Из рассказа Пьера Мак-Орлана «Ночная Маргарита» (перевод с французского А. Вейнрауб)


      Профессор Фауст проснулся на следующий день в десять часов утра. Солнце играло на его лице. По его жилам циркулировало чудо. Он бессознательно вскочил с постели, увидел в радостном миге озаренья свои крепкие колени и ноги. Он увидел руки свои, которые, как ему показалось, были вылеплены из тела молодой девушки, — белые, сильные руки. Он нагнулся, дотронулся до кончика ноги, не сгибая колен, и, когда встал, зеркало отразило лицо привлекательного молодого человека, очень красивого молодого человека типа 1924. Мягкие, густые волосы каштанового цвета наполнили его чувством удовлетворения. Он сбросил свою смешную рубашку и встал на стул, чтобы лучше разглядеть обнажённое тело.

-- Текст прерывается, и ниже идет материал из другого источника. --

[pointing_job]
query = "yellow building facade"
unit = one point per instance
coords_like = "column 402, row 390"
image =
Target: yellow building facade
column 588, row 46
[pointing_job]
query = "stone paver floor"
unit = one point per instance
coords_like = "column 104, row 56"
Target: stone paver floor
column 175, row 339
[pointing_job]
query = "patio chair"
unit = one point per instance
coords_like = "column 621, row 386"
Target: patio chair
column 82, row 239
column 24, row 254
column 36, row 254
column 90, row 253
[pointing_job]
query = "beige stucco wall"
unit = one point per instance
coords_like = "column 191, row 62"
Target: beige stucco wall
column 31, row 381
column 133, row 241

      — Свершилось, — сказал он громким голосом.
      Очарованье собственного голоса поразило его больше, нежели нечеловеческое превращение тела. Он запел:

Marguerite... Sois maudi-ite...

      Затем он погрузил голову в таз с водой. Грязь этой посудины, которой раньше он не замечал, заставила его отступить назад. «Разве ты можешь так жить? — сказал он весело. — Ведь это обиталище какого-то сапожного подмастерья!»
      Новые слова, как весенние цветы, естественно, сами собой, приходили на уста.

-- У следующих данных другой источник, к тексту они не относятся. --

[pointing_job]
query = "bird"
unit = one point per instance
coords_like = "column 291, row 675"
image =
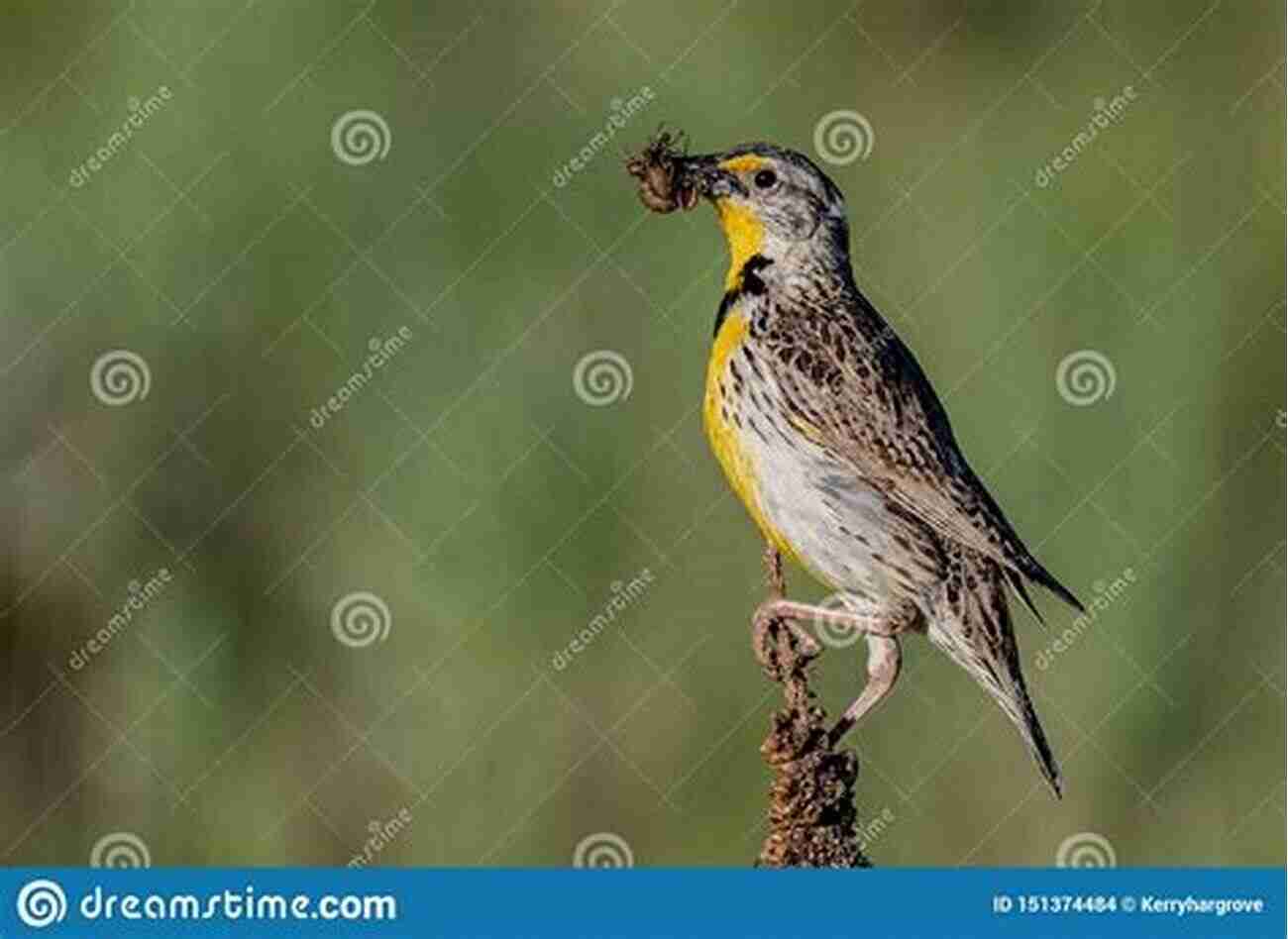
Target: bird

      «Это уж настоящая гадость!..»
      Он взял свои одежды, подкинул на руке.
      «Придётся переменить покрой костюма!»

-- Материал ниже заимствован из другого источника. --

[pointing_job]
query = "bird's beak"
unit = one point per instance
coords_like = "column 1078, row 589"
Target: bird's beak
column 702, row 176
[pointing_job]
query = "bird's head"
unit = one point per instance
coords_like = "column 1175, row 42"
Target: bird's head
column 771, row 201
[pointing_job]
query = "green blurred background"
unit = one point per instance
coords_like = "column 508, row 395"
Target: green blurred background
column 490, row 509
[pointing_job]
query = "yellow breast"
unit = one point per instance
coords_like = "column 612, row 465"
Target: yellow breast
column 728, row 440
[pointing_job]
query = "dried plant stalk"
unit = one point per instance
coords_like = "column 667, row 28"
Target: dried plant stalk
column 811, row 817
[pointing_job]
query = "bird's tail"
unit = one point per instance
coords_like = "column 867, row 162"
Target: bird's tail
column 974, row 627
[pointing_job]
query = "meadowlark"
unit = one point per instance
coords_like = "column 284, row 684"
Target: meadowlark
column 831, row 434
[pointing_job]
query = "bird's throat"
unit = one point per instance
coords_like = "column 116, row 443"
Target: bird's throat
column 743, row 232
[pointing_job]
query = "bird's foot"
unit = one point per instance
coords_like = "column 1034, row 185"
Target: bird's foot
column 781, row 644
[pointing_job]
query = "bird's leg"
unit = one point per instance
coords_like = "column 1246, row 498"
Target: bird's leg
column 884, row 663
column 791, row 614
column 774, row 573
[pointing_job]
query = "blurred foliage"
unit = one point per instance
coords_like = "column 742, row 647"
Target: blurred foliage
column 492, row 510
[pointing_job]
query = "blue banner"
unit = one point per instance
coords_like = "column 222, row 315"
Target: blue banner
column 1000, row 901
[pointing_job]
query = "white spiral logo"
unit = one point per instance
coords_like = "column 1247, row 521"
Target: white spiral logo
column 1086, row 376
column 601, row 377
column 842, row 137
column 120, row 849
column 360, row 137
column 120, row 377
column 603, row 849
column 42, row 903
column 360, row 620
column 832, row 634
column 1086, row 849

      Он пересмотрел все карманы и констатировал полное оскудение финансовых возможностей.
      «Ни копья!» [в смысле «ни сантима». — К.] — объявил он. Это выражение показалось ему столь непохожим на его обычные, что он невольно рассмеялся.
      И собственный смех восхитил его, как смех любимой женщины. Он оделся и, облачённый в свой старый костюм, пустоты которого он теперь заполнял, высунулся в окно и стал смотреть в маленький садик, произведший на него почти ужасающее впечатление своим отступлением в минувшее. Вид юной Люсьенны, направлявшейся вприпрыжку к его лестнице, с бидоном молока, которым она невероятно размахивала, заставил его отскочить от окна и спрятать голову. С бьющимся в новом, молодом ритме сердцем он сел у стола, ибо одно осложнение, внезапно возникшее из прошлого, обязывало его рассматривать своё возрождение как серьёзное и компрометирующее дело.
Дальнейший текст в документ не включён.